The Stereotype (& Affinity) Product Mix
The Affinity Product Mix of the Indian Polity in the 90s was probably,
Knowledge (20%) : Ideology (3%) : Land & Inheritance (77%)
On a relative basis, today (2020) the Affinity Product Mix could be,
Knowledge (40%) : Ideology (15%) : Land & Inheritance (45%)
Anyone with an interest in socio-economic change could predict the mix in 2025 to be,
Knowledge (50%) : Ideology (10%) : Land & Inheritance (40%)
Note: The numbers given above are indicative of relative change and not a result of any academic research.
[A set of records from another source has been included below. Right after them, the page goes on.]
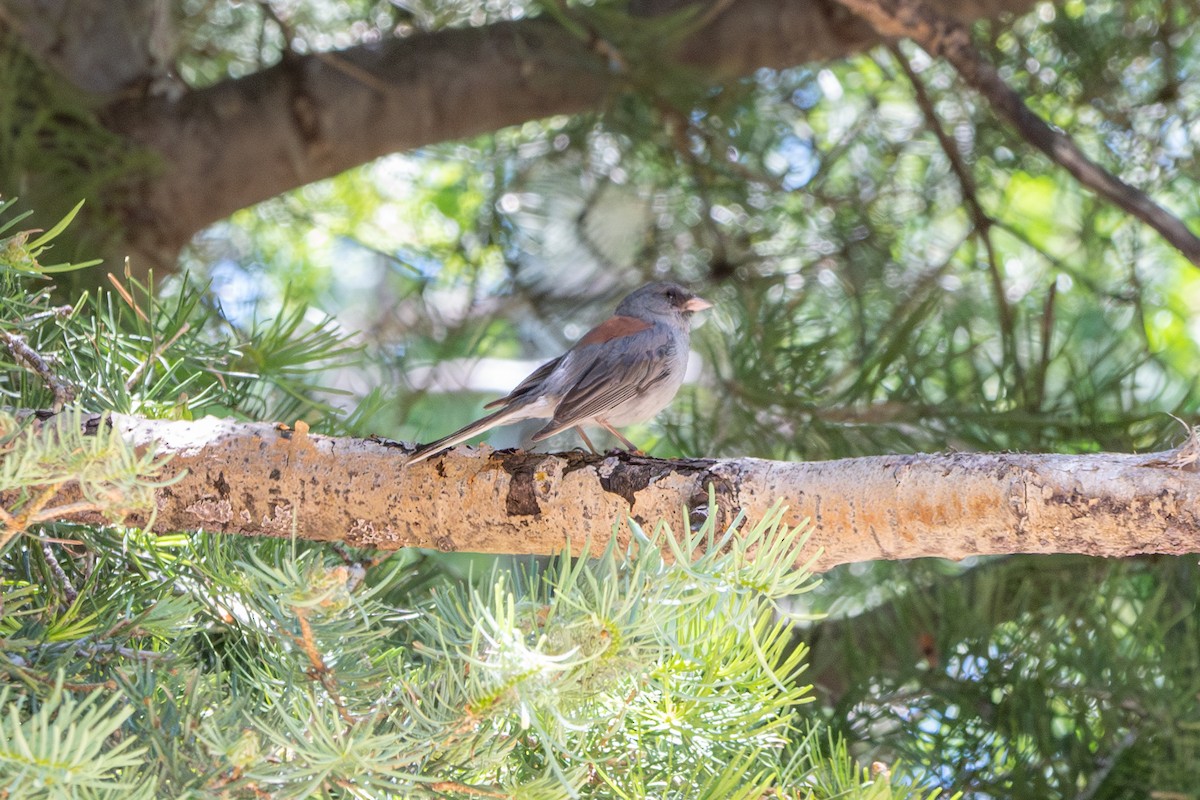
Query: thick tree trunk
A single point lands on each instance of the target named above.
(253, 479)
(311, 116)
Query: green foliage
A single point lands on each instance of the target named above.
(235, 667)
(165, 355)
(870, 300)
(55, 150)
(64, 749)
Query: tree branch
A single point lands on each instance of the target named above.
(312, 116)
(947, 37)
(253, 479)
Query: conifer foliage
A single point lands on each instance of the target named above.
(139, 666)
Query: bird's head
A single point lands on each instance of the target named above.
(664, 299)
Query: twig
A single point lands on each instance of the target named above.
(982, 220)
(30, 359)
(949, 38)
(319, 671)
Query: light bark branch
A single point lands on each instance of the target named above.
(255, 479)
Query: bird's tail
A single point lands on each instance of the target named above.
(492, 420)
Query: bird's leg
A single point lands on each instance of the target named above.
(615, 432)
(579, 429)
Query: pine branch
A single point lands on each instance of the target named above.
(256, 479)
(945, 36)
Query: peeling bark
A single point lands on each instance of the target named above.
(255, 479)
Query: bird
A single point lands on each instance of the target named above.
(622, 372)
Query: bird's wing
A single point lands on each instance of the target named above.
(532, 383)
(612, 372)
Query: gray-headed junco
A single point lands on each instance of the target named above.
(623, 371)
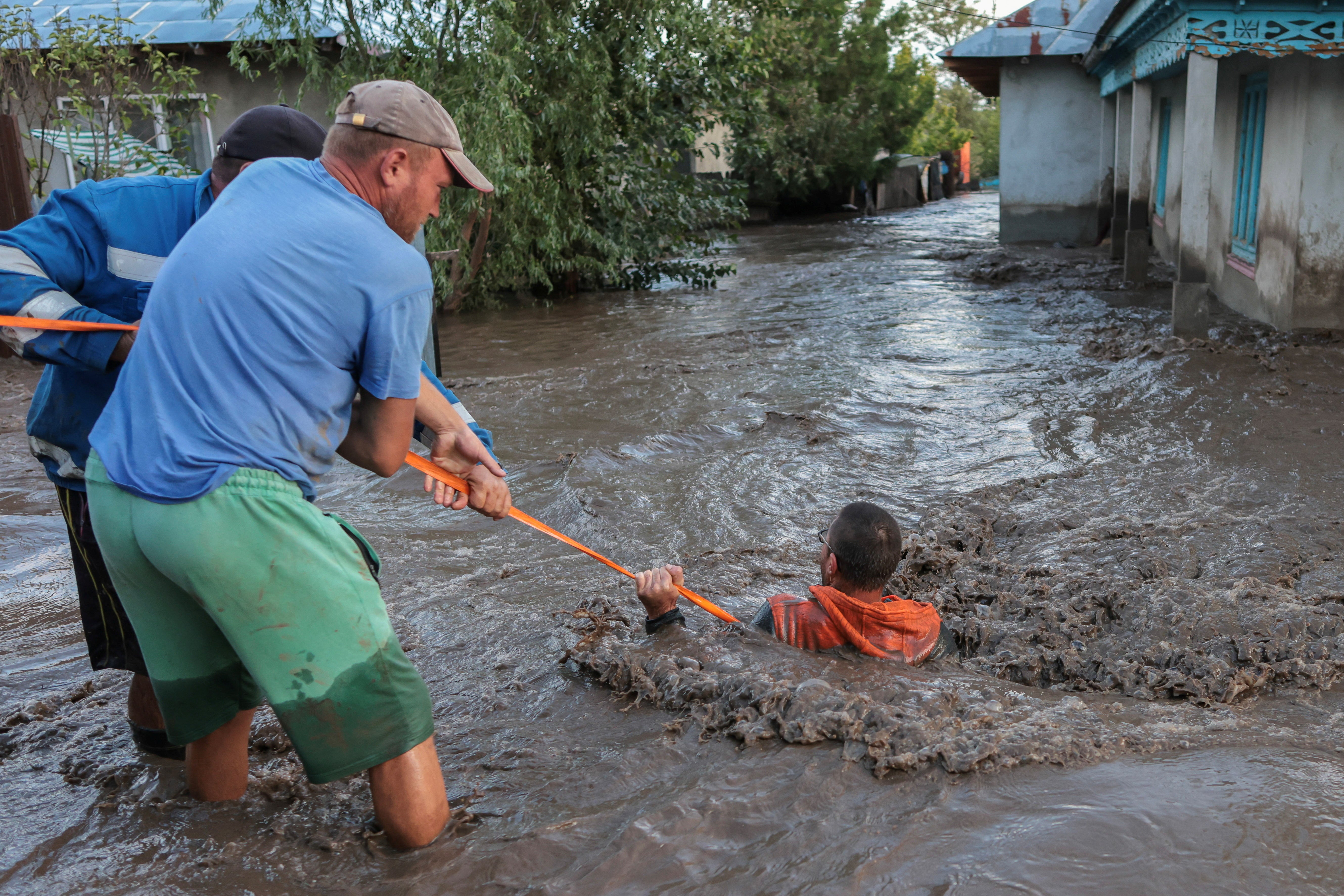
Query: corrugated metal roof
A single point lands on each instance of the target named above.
(1041, 29)
(162, 21)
Indian polity, like any other feudal society, was and even today is largely influenced by those born in/with the Aishwarya or Wealth Affinity. Vichardhara or Ideology as an Affinity has always been a product of history or misdoings of the powers to be. Not many are born in or with this affinity. All ideological movements, Christianity, Communism, Islamic republics, the Greens, Nazis or AFD in today’s Germany or Hindutwa have originated from ideologues. They were great influencers and built an army of Activists (Priests, Cadre, Taliban/ Jihadis, SS or the RSS) who believed or married into a certain ideology due to historical mistakes or their need to convert others to their ideology or ism. After all, ideologies are like viruses. They wither away without propagation.
In India today, the echo-chambers would have you believe that the right-wing Politician (Ideologue) holds the sway. No, it does not. It still needs the support of the Plutocrat (Capitalist) as well as the Industrialist (Capitalist). The grounding of a Knowledge Society in urban India over the last two decades has only made the less acknowledged Professionals implicitly significant to Policy Makers. The nationalist right-wing also acknowledges the fact that the future of India as a nation lies in urbanisation and industrialisation and that cannot be achieved without the knowledgeable Professional. Ideologues are good at history and know quite well that it is the Knowledge Affinity that catalyses social evolution, from an agricultural (feudal) society to an Industrial and Services based society. Hence, we see an intense war for knowledgeable Professionals influenced by Ideology.
Going forward, I see the Stereotype Product Mix going underweight on the Politician (Plutocrat) and a gradual rise in influence of the Industrialist (Capitalist) and the Professional. A full blown industrialised society (decades away) is the only thing that can flatten the ideological spread.
- Sensex @ 50,000; Coronavirus long forgotten. A new Novel Virus mutating somewhere in the most stressed polities of the world.
- Social Media still reigns supreme as it will continue to feed the basic need for human beings to find others of their stereotype and ‘Like’ what they feel, say or forward.
- Urbanisation and Industrialisation would have transformed the Affinity Product Mix quite near to my prediction above.
- Indian Parliament may have a few Nandan Nilekanis, finally!